Broadly, there are two strategies:

  • figure out the total number of results ahead of time, and do some math to figure out how many pages to request
  • keep getting more pages until you run out of results

Both work, and each has its own downsides:

  • the first method only works for APIs that tell you how many results there are.
  • the second method can lead to infinite loops if you mess up.

Since the EIA API tells you how many results there are, let’s work with the first option.

Let’s look at the API response again.

PYTHON

first_page.keys()

That “total” field looks pretty suspicious.

PYTHON

first_page["total"]

So there are about 8,000 rows in this dataset. That’s the last piece you need to be able to do this challenge!

Challenge

Challenge: pagination

OK, now let’s put it all together!

Let’s try to get the net generation data in Puerto Rico that is in the EIA API.

Start with the following code and modify it to work:

PYTHON

all_records = []
# loop through the necessary pages
    print(f"Getting page starting at {offset}...")
    page = requests.get(
      f"{eia_api_base_url}/facility-fuel/data",
      params={
        # what goes here?
      }
    ).json()["response"]
    all_records.append(pd.DataFrame(page["data"]))

df = pd.concat(all_records)

PYTHON

all_records = []
for offset in range(0, 12_345, 5000):
    print(f"Getting page starting at {offset}...")
    page = requests.get(
      f"{eia_api_base_url}/facility-fuel/data",
      params=common_params | {"offset": offset}
    ).json()["response"]
    all_records.append(pd.DataFrame(page["data"]))

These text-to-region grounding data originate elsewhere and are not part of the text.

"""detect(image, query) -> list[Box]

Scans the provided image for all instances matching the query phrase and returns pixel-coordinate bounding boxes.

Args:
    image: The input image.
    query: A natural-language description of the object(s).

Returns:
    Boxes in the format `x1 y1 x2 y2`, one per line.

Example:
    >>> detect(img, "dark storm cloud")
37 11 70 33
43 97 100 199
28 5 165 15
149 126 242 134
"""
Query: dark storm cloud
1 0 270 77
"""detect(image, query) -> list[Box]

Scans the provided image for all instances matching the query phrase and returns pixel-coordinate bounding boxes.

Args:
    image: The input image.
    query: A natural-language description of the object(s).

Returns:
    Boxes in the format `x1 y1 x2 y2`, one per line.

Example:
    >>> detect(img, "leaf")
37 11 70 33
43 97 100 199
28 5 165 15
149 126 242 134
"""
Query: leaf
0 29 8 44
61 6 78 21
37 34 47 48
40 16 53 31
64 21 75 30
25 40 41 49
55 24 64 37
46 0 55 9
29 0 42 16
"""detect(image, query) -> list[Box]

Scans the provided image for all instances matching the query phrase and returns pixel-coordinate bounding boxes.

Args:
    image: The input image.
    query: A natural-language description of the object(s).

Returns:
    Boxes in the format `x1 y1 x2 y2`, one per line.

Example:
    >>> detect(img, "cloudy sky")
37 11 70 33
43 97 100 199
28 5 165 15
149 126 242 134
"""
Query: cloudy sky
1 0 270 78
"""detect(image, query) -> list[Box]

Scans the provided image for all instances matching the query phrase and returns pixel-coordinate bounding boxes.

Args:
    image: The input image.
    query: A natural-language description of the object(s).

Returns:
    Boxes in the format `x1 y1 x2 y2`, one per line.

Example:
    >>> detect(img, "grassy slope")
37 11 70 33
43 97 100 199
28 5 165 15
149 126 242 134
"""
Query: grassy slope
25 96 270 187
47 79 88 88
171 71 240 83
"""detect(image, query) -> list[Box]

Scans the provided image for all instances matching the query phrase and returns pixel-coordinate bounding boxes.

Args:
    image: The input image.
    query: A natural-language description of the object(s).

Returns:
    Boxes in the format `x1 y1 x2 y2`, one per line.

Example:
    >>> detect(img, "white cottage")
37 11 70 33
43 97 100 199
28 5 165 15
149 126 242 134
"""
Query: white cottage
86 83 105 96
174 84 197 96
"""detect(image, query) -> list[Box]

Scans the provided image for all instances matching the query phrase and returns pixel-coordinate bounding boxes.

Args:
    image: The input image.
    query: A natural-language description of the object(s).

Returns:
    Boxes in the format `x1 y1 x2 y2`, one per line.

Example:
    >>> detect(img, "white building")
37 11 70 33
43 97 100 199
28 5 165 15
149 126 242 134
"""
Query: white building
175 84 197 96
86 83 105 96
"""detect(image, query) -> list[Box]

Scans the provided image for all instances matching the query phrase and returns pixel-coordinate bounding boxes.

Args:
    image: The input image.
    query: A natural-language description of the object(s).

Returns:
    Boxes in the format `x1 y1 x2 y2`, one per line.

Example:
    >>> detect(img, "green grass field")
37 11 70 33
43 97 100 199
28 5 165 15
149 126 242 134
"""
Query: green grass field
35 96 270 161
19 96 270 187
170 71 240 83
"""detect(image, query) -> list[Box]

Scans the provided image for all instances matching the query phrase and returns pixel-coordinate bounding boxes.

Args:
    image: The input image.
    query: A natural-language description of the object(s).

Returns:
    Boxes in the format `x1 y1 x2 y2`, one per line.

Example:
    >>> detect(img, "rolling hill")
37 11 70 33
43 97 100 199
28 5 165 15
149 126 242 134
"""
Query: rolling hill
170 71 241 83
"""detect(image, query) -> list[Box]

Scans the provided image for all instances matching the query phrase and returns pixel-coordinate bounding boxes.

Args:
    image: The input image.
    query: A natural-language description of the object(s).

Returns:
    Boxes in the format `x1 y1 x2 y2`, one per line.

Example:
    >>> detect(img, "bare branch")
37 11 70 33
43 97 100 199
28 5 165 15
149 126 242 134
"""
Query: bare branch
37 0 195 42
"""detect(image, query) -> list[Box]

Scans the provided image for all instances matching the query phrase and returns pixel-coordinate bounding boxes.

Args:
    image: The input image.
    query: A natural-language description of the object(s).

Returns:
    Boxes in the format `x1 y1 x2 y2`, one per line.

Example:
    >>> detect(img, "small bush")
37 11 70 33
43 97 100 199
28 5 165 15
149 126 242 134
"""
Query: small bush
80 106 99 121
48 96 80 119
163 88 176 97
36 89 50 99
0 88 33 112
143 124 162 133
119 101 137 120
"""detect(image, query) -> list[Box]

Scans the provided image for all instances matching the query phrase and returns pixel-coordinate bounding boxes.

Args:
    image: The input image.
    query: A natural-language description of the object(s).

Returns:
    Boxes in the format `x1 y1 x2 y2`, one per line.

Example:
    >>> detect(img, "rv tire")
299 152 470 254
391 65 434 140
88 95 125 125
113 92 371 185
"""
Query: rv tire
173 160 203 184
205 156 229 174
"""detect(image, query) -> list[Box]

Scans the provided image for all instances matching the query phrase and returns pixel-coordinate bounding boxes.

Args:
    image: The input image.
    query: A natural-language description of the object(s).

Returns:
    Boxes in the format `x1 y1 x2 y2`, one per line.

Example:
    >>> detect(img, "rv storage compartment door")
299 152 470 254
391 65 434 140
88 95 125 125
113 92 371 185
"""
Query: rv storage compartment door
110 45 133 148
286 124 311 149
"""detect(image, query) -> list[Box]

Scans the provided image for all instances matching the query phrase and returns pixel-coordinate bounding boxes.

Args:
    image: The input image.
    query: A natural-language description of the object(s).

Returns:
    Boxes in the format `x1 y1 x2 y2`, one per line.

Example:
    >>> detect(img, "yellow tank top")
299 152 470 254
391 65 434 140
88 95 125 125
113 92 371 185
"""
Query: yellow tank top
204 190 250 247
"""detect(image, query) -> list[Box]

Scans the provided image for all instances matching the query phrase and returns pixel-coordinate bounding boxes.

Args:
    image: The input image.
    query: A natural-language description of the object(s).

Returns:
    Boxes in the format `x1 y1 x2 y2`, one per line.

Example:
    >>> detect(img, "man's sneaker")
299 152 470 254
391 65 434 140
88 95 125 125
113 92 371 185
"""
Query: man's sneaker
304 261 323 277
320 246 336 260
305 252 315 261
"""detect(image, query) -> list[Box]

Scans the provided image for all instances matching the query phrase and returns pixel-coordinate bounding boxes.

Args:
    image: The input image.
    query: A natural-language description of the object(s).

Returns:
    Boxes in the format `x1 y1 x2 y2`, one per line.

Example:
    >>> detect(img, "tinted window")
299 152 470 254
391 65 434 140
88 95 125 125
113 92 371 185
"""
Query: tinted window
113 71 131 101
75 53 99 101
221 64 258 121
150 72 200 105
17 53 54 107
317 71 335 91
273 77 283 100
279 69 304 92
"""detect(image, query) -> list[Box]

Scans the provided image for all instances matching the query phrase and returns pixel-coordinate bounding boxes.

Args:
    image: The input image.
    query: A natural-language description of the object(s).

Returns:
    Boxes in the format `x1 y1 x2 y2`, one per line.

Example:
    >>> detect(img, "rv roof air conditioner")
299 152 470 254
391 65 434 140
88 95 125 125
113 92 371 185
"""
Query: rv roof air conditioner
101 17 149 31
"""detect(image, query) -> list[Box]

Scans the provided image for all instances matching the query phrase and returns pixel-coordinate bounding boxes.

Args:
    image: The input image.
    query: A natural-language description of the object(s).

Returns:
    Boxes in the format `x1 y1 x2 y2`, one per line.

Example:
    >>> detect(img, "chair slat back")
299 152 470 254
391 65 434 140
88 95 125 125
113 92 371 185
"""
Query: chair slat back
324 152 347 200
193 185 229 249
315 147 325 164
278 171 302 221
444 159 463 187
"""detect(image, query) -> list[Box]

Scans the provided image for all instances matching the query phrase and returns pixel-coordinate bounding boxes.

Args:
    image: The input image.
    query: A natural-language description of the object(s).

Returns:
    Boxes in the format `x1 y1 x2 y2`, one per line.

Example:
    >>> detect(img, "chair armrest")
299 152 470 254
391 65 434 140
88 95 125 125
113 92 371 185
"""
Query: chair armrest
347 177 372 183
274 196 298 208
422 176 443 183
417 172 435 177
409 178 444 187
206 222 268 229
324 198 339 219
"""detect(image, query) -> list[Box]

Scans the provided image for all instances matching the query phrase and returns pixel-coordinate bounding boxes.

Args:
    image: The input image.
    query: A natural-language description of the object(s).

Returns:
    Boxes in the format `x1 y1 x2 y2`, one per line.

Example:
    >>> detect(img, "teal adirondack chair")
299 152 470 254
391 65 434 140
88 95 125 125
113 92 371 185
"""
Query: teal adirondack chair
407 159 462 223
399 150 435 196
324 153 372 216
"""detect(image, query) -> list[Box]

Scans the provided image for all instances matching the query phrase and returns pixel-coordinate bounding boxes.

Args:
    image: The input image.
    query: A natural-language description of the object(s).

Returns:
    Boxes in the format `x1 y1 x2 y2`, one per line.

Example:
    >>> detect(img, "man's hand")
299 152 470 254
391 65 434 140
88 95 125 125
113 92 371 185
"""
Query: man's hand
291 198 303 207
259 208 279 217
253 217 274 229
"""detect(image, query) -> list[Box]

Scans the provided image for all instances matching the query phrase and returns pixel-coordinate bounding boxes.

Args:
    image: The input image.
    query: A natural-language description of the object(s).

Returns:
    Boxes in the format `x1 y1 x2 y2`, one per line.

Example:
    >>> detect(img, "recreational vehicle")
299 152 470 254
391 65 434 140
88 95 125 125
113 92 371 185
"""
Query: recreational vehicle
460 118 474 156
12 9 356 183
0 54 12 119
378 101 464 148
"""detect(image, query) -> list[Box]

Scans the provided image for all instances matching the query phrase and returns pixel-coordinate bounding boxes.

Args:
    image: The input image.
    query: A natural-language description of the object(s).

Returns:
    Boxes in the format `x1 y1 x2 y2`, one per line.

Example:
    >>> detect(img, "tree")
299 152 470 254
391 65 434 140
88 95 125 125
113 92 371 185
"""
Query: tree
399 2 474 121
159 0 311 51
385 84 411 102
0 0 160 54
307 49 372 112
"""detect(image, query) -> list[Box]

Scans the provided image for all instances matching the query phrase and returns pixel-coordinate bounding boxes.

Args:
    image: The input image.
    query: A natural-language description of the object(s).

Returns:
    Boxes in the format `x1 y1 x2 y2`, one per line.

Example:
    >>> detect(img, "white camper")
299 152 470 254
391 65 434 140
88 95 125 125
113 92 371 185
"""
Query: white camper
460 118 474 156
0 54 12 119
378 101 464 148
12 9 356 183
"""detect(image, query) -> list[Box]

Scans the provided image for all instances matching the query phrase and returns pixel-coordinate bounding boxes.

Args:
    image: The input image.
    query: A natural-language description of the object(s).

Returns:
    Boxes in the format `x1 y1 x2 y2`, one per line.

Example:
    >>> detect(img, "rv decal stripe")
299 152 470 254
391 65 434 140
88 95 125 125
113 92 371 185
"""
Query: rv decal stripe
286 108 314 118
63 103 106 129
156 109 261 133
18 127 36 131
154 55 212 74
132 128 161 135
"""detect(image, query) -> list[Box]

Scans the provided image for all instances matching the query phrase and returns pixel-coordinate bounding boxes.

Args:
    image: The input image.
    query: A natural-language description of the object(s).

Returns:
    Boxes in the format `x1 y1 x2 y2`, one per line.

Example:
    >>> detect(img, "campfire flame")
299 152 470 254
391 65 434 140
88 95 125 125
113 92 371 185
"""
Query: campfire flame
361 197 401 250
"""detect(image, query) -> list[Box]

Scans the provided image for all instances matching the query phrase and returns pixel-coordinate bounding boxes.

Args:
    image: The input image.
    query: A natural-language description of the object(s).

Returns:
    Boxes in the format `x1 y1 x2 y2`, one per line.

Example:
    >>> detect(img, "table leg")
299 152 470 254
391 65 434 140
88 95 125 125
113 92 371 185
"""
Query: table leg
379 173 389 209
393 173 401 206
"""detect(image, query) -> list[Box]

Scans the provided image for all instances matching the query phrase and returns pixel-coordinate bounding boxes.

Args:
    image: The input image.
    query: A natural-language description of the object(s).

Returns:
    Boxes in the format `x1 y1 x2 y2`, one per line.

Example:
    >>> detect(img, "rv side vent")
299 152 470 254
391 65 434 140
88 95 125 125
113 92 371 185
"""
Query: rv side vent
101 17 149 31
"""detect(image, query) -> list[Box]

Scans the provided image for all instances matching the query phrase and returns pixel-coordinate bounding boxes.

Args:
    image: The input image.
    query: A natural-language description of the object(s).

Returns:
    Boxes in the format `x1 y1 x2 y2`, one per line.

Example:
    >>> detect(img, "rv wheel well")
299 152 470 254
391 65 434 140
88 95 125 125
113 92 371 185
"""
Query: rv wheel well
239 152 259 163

df = pd.concat(all_records) # combines all pages into one big dataframe

Further resources

We’ve only just scratched the surface of programmatically getting data from the Internet here. Sometimes, there are obstacles. We can’t teach you how to overcome all of them, but here is a little troubleshooting guide of “something weird? maybe try searching for these keywords.”

  • Links not showing up in your bs4 a tags?
    • look at the links using the html inspector in your browser dev tools.
    • look at what’s happening when you download files by using the network tab of your browser dev tools.
      • when you click something to download data, or when you load in data for a graph, keep an eye on this. you might find some suspicious looking URLs
  • The HTML you see in browser dev tools is different from what you get from requests?
    • sometimes there’s code that your browser runs after the initial load, which changes the HTML after the fact. requests won’t catch that, but try playwright which runs that post-load code. keyword is headless browser automation.
    • sometimes servers will be mean to you because of who you say you are (user agent).
      • sometimes they’ll give you some sort of error, or a CAPTCHA
      • sometimes they will just not give you any response at all
      • If you suspect that… try telling them you’re a real human instead of a bot. Look for “spoofing the user agent” to see guides on how to do this.
  • Running into rate limits for making too many requests?
    • Try adding some delays in your scraping code so that it’s not hammering the server so hard. The time.sleep method here is your friend.
    • Do double-check the terms & conditions of the website you’re using - if a website is implementing some rate limit, they probably don’t want you using automated tools to download the data in the first place.
    • You might need a ‘web scraping proxy’ service, which will let you get around a lot of limits.
  • Have to download a file to disk instead of turning it into a DataFrame immediately?
    • Use response.content to get the literal bytes that the response is made of - this will help with files like ZIP files that don’t have a nice text representation.
    • Then use the “wb” mode (“write binary”) to write that data to disk:

    PYTHON

    with open(some_filename, "wb") as f:
        f.write(response.content)
Key Points
  • beautiful soup lets you grab links out of a webpage so that you can then download them
  • if you need to get more than one request worth of results from an API, they usually provide some “pagination” capabilities so you can make all the requests programmatically.
  • web scraping is a wide world - if you get stuck, try searching for some of the keywords above.